Laser-induced graphene as a “materials toolbox” for energy storage, conversion and harvesting applications

Laser-induced graphene (LIG) has emerged as a versatile, sustainable material for advanced energy technologies, offering a scalable, catalyst-free, and programmable method to directly convert carbon-rich substrates into porous, conductive graphene. This single-step laser writing approach enables flexible, patternable electrodes without complex post-processing. With its high conductivity, large surface area, and tunable chemistry, LIG is well-suited for diverse applications including batteries, supercapacitors, dye-sensitized solar cells (DSSCs), dual cells, water-splitting electrocatalysis, and triboelectric nanogenerators (TENGs). In energy storage, LIG improves charge transport, buffer volume changes, and provides a robust framework, enhancing capacitance, cycling stability, and rate capability. Its catalytic activity is further boosted through heteroatom doping or transition-metal incorporation, achieving HER/OER performance comparable to noble metals. In DSSCs, LIG functions as a flexible, low-cost alternative to platinum counter electrodes, while in TENGs, its strong triboelectric response and mechanical durability enable integration into self-powered, wearable systems. Despite the immense recent progress in this field, challenges remain regarding the scalability, long-term operational stability, and interfacial engineering of LIG-based composites. Further exploration into multi-laser systems, substrate diversity, and synergistic composite architectures will be crucial to optimizing device performance and reliability. Nevertheless, the green, cost-efficient, rapid, and programmable synthesis of LIG poses it as a cornerstone potential building block material in the development of future sustainable and multifunctional energy systems.

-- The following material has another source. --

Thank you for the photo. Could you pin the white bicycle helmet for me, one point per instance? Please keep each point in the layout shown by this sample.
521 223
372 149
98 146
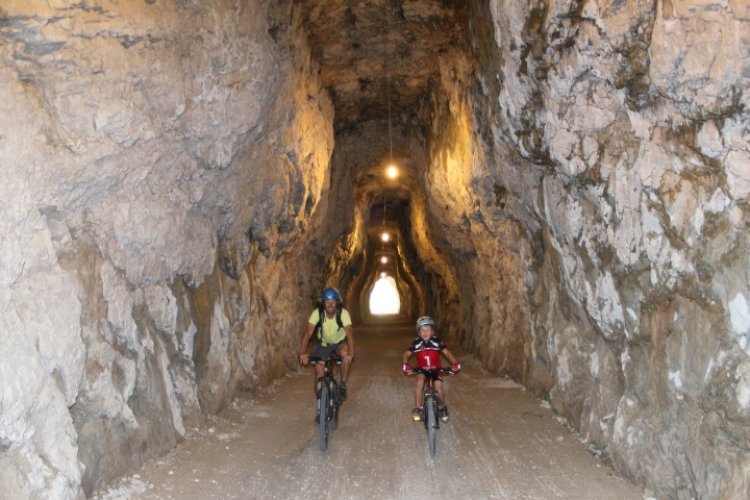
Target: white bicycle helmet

Throughout the review we compare fabrication strategies, summarize performance metrics against relevant benchmarks, and identifying common mechanistic advantages conferred by the laser writing process. Remaining challenges—such as scale-up, precursor diversity, long-term environmental stability, and integration into complex device architectures—are outlined alongside prospective research directions. Collectively, this review article provides an in-depth perspective on the multifunctional nature of LIG, underscoring its promise in next-generation energy storage, conversion, harvesting applications, and laying the groundwork for future research directions.